TEI recommends adding an example explicitly applying a probability-of-success factor in lieu of different discount rates, as follows:

(i)  USP, a pharmaceutical company, has developed a new drug that it is currently marketing.  In Year 1, USP enters into a CSA with its wholly-owned foreign subsidiary, FS, to develop an improved
version of the drug.  Under the CSA, USP will have the rights to exploit the improved version in the United States, and FS will have such rights in the rest of the world.  The current version of the drug and USP’s development team are reasonably anticipated to contribute to the development of future versions and therefore the rights in the current version are platform contributions for which compensation is due from FS as part of a PCT. USP does not transfer the current exploitation rights in the current version to FS.  FS does not furnish any platform contributions nor does it control any operating intangibles at the inception of the CSA that would be relevant to the exploitation of the current or future versions of the drug.  FS agrees to make PCT payments in the form of a single lump sum payment as of the date of the PCT.

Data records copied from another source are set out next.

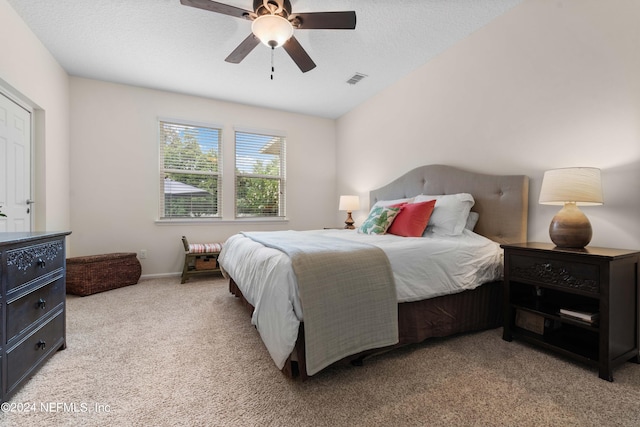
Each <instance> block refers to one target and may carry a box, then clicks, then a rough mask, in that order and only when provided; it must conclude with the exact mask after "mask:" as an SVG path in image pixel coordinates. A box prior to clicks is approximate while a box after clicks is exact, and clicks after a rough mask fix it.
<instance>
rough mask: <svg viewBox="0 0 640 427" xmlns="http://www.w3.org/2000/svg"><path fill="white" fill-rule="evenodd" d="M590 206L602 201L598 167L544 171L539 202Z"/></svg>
mask: <svg viewBox="0 0 640 427" xmlns="http://www.w3.org/2000/svg"><path fill="white" fill-rule="evenodd" d="M567 202H574V203H575V204H576V205H582V206H592V205H601V204H603V203H604V200H603V197H602V181H601V179H600V169H597V168H563V169H552V170H548V171H546V172H545V173H544V177H543V178H542V188H541V189H540V199H539V203H541V204H543V205H564V204H565V203H567Z"/></svg>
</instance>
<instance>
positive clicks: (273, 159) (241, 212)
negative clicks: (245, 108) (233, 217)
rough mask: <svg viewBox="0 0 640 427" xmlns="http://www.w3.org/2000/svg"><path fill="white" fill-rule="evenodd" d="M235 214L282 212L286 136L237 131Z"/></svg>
mask: <svg viewBox="0 0 640 427" xmlns="http://www.w3.org/2000/svg"><path fill="white" fill-rule="evenodd" d="M235 142H236V168H235V170H236V185H235V190H236V199H235V200H236V218H246V217H284V216H285V194H286V192H285V138H284V137H281V136H273V135H261V134H256V133H248V132H238V131H236V138H235Z"/></svg>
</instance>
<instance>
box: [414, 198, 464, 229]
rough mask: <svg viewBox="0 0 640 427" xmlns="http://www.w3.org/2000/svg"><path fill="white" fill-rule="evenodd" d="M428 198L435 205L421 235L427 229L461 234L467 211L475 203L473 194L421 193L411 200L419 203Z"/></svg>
mask: <svg viewBox="0 0 640 427" xmlns="http://www.w3.org/2000/svg"><path fill="white" fill-rule="evenodd" d="M429 200H435V201H436V207H435V208H434V209H433V213H432V214H431V218H429V224H428V225H427V229H426V230H425V234H423V236H424V235H426V234H427V233H428V232H429V231H433V232H434V233H436V234H440V235H443V236H458V235H460V234H462V230H464V226H465V225H466V224H467V218H468V217H469V212H470V211H471V208H472V207H473V205H474V204H475V200H473V196H472V195H471V194H469V193H458V194H445V195H438V196H429V195H426V194H421V195H419V196H416V197H415V199H414V201H413V202H414V203H419V202H427V201H429Z"/></svg>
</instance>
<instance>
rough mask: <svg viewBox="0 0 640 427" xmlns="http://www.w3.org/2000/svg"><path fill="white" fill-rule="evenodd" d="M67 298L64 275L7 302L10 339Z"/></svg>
mask: <svg viewBox="0 0 640 427" xmlns="http://www.w3.org/2000/svg"><path fill="white" fill-rule="evenodd" d="M64 300H65V292H64V277H59V278H58V279H57V280H54V281H52V282H51V283H49V284H47V285H45V286H42V287H41V288H39V289H37V290H35V291H33V292H30V293H28V294H26V295H24V296H22V297H21V298H18V299H16V300H14V301H8V304H7V336H6V339H7V341H9V340H10V339H11V338H13V337H14V336H16V335H18V334H19V333H20V332H22V331H24V330H25V329H26V328H27V327H29V325H31V324H32V323H34V322H35V321H37V320H38V319H40V318H41V317H43V316H44V315H46V314H47V313H49V312H51V311H52V310H55V309H56V308H59V305H60V304H61V303H63V302H64Z"/></svg>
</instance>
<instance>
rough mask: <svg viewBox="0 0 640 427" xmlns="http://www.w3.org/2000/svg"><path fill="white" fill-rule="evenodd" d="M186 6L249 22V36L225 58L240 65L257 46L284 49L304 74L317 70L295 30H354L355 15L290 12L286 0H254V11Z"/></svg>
mask: <svg viewBox="0 0 640 427" xmlns="http://www.w3.org/2000/svg"><path fill="white" fill-rule="evenodd" d="M180 3H182V4H183V5H185V6H191V7H196V8H199V9H204V10H208V11H211V12H217V13H222V14H224V15H230V16H234V17H236V18H242V19H247V20H249V21H252V24H251V34H249V36H248V37H247V38H246V39H244V41H243V42H242V43H240V45H239V46H238V47H237V48H236V49H235V50H234V51H233V52H231V54H230V55H229V56H228V57H227V58H226V59H225V61H227V62H231V63H234V64H239V63H240V62H241V61H242V60H243V59H244V58H245V57H246V56H247V55H248V54H249V52H251V51H252V50H253V48H255V47H256V46H257V45H258V43H260V42H262V43H264V44H265V45H267V46H269V47H271V49H275V48H276V47H280V46H282V47H284V50H285V51H286V52H287V53H288V54H289V56H290V57H291V59H293V61H294V62H295V63H296V65H297V66H298V67H299V68H300V70H301V71H302V72H303V73H306V72H307V71H309V70H312V69H314V68H315V67H316V64H315V63H314V62H313V60H312V59H311V57H310V56H309V55H308V54H307V52H306V51H305V50H304V48H303V47H302V45H300V43H299V42H298V40H296V38H295V36H294V35H293V30H294V28H295V29H297V30H353V29H355V28H356V13H355V12H354V11H347V12H307V13H295V14H292V13H291V2H290V1H289V0H253V12H251V11H248V10H244V9H240V8H238V7H235V6H229V5H226V4H223V3H218V2H216V1H211V0H180Z"/></svg>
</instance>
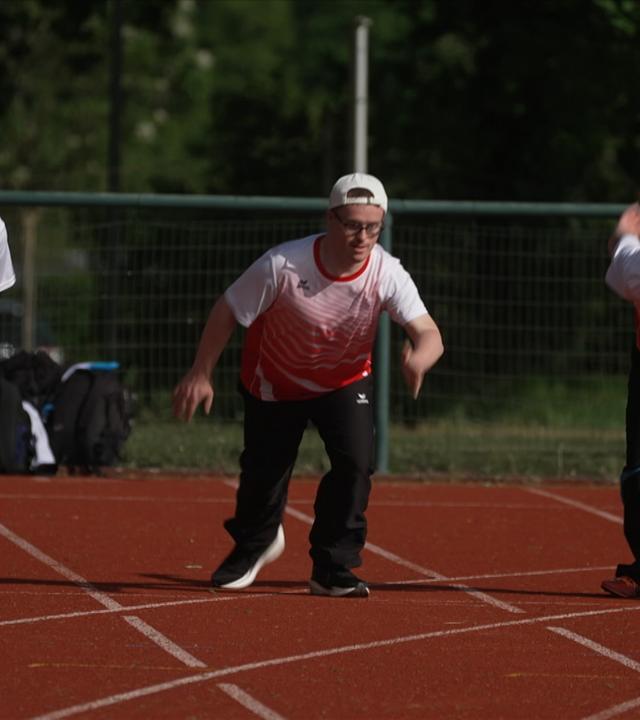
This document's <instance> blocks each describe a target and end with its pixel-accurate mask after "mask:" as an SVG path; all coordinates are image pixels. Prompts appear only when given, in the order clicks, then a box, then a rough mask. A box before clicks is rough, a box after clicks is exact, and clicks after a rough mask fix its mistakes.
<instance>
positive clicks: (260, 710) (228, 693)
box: [218, 683, 285, 720]
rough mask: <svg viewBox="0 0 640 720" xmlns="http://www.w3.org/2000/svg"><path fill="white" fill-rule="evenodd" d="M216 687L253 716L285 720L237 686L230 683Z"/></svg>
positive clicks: (267, 707) (221, 683)
mask: <svg viewBox="0 0 640 720" xmlns="http://www.w3.org/2000/svg"><path fill="white" fill-rule="evenodd" d="M218 687H219V688H220V689H221V690H222V691H223V692H226V693H227V695H229V697H232V698H233V699H234V700H235V701H236V702H239V703H240V705H243V706H244V707H246V708H247V710H250V711H251V712H252V713H253V714H254V715H257V716H258V717H261V718H263V720H285V719H284V717H283V716H282V715H278V713H277V712H274V711H273V710H271V709H270V708H268V707H267V706H266V705H263V704H262V703H261V702H258V701H257V700H256V699H255V698H253V697H251V695H249V694H248V693H246V692H245V691H244V690H241V689H240V688H239V687H238V686H237V685H232V684H231V683H218Z"/></svg>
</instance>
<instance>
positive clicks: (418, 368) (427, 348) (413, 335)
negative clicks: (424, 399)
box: [402, 314, 444, 400]
mask: <svg viewBox="0 0 640 720" xmlns="http://www.w3.org/2000/svg"><path fill="white" fill-rule="evenodd" d="M404 330H405V332H406V333H407V335H408V336H409V337H410V338H411V342H409V341H405V343H404V346H403V348H402V374H403V375H404V379H405V382H406V383H407V387H408V388H409V390H410V392H411V394H412V396H413V399H414V400H415V399H416V398H417V397H418V393H419V392H420V388H421V386H422V380H423V378H424V375H425V373H426V372H427V371H428V370H430V369H431V368H432V367H433V366H434V365H435V364H436V362H438V360H439V359H440V357H441V355H442V353H443V352H444V346H443V344H442V336H441V335H440V330H439V329H438V326H437V325H436V323H435V321H434V319H433V318H432V317H431V315H428V314H425V315H420V316H418V317H417V318H415V319H414V320H411V321H409V322H408V323H405V325H404Z"/></svg>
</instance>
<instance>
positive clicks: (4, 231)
mask: <svg viewBox="0 0 640 720" xmlns="http://www.w3.org/2000/svg"><path fill="white" fill-rule="evenodd" d="M15 282H16V275H15V273H14V271H13V264H12V262H11V253H10V252H9V243H8V241H7V228H6V226H5V224H4V221H3V220H2V218H0V291H2V290H6V289H7V288H10V287H11V286H12V285H14V284H15Z"/></svg>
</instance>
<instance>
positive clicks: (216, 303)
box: [172, 295, 236, 422]
mask: <svg viewBox="0 0 640 720" xmlns="http://www.w3.org/2000/svg"><path fill="white" fill-rule="evenodd" d="M235 326H236V318H235V316H234V314H233V312H232V311H231V308H230V307H229V304H228V303H227V301H226V299H225V297H224V295H222V296H221V297H220V298H218V300H217V302H216V303H215V305H214V306H213V308H212V309H211V312H210V313H209V318H208V320H207V324H206V325H205V327H204V330H203V332H202V336H201V338H200V343H199V345H198V350H197V352H196V357H195V360H194V361H193V365H192V366H191V370H189V372H188V373H187V374H186V375H185V376H184V377H183V378H182V380H181V381H180V382H179V383H178V385H177V386H176V389H175V390H174V392H173V403H172V410H173V414H174V416H175V417H177V418H179V419H181V420H186V421H187V422H189V420H191V418H192V417H193V415H194V413H195V411H196V409H197V408H198V405H200V403H204V411H205V413H206V414H207V415H208V414H209V412H210V411H211V405H212V403H213V397H214V394H215V393H214V387H213V371H214V369H215V367H216V365H217V363H218V360H219V358H220V355H222V351H223V350H224V348H225V346H226V345H227V343H228V342H229V338H230V337H231V334H232V333H233V330H234V328H235Z"/></svg>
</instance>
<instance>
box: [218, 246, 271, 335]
mask: <svg viewBox="0 0 640 720" xmlns="http://www.w3.org/2000/svg"><path fill="white" fill-rule="evenodd" d="M277 292H278V280H277V273H276V262H275V256H274V253H273V252H272V251H271V250H269V251H267V252H266V253H265V254H264V255H263V256H262V257H260V258H258V259H257V260H256V261H255V262H254V263H253V264H252V265H250V266H249V267H248V268H247V269H246V270H245V271H244V272H243V273H242V275H240V277H239V278H238V279H237V280H235V281H234V282H233V283H232V284H231V285H229V287H228V288H227V289H226V290H225V293H224V297H225V300H226V301H227V303H228V305H229V307H230V308H231V312H232V313H233V315H234V317H235V319H236V320H237V321H238V322H239V323H240V325H242V326H243V327H249V326H250V325H251V324H252V323H253V322H254V321H255V319H256V318H257V317H258V316H259V315H261V314H262V313H263V312H264V311H265V310H267V309H268V308H269V307H270V306H271V304H272V303H273V301H274V300H275V299H276V296H277Z"/></svg>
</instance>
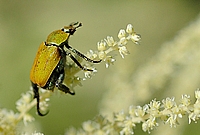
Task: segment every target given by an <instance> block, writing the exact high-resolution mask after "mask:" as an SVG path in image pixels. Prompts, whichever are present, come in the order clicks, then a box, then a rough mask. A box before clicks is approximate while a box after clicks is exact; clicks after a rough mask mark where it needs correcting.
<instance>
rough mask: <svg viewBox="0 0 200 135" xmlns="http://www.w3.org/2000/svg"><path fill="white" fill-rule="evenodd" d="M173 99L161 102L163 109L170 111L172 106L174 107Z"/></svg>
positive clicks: (163, 100) (174, 101)
mask: <svg viewBox="0 0 200 135" xmlns="http://www.w3.org/2000/svg"><path fill="white" fill-rule="evenodd" d="M174 99H175V98H174V97H173V98H169V97H167V98H166V99H163V100H162V103H163V105H164V108H165V109H170V108H172V107H173V106H174V105H176V102H175V101H174Z"/></svg>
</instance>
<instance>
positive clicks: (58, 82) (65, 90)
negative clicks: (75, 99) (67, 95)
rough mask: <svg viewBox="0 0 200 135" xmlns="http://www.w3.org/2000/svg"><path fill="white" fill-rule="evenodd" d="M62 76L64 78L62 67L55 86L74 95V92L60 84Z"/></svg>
mask: <svg viewBox="0 0 200 135" xmlns="http://www.w3.org/2000/svg"><path fill="white" fill-rule="evenodd" d="M64 78H65V72H64V69H63V70H62V71H61V73H60V75H59V78H58V80H57V81H56V87H58V89H59V90H61V91H63V92H65V93H69V94H71V95H75V93H74V92H71V91H70V90H69V88H68V87H67V86H65V85H64V84H62V83H63V80H64Z"/></svg>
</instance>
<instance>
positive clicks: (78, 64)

(ii)  In evaluating the CSA, the Commissioner concludes that the cost sharing alternative represents a riskier alternative for FS than the licensing alternative because, in cost sharing, FS will take on the additional risks associated with CST Payments and making the PCT payments as a single lump sum.  Consequently, the Commissioner accepts the taxpayer’s projections, based on the industry’s and taxpayer’s own experiences, that the probability of successfully developing an improved version of the drug is 50%.  The Commissioner also concludes that the appropriate discount rate to apply in assessing the licensing alternative, based on the discount rates of comparable uncontrolled companies undertaking comparable licensing transactions, would be 13% per year.  FS undertakes financial projections and anticipates making no sales during the first two years of the CSA in its territory, with sales in Years 3 through Year 8 rapidly increasing to $200 million, $400 million, $600 million, $650 million, $700 million and $750 million, respectively.  After year 8, sales in the rest of the world are expected to remain at $750 million per year for the foreseeable future. Costs ― including routine costs and operating cost contributions ― are anticipated to equal 60% of gross sales from Year 3 onwards. FS anticipates its cost contributions will equal $50 million per year for the first four years of the CSA and equal 10% of gross sales in each year, thereafter.  The Commissioner accepts the financial projections undertaken by FS and determines that the arm’s-length rate USP would have charged an uncontrolled licensee for a license of an improved version of the drug (had USP further developed the original version on its own) is 35% of the sales price, as determined under the comparable uncontrolled transaction method in §1.482-4(c). FS also determines that the tax rate applicable to it will be the same in the licensing alternative as in the CSA.

(iii) Based on these projections and applying the same 13% discount rate to both the licensing and cost sharing alternatives, the Commissioner determines that under the cost sharing alternative, the present value of its divisional profits (after subtracting the present value of the anticipated operating cost contributions and cost contributions) would be $488 million.1

Under the licensing alternative, the present value of the divisional profits and losses minus the operating cost contributions would be $1.592 billion, and the present value of the licensing payments would be $1.393 billion.
  
Therefore, the total value of the licensing alternative would be $199 million.

In order for the present value of the cost sharing alternative to equal the present value of the licensing alternative, the present value of the PCT payments must equal $288 million; the arm’s-length lump sum PCT payment therefore equals $288 million. 
  
1  For simplicity, all financial flows are assumed to occur at the beginning of each period and the
numbers are rounded.  Some numbers may be rounded.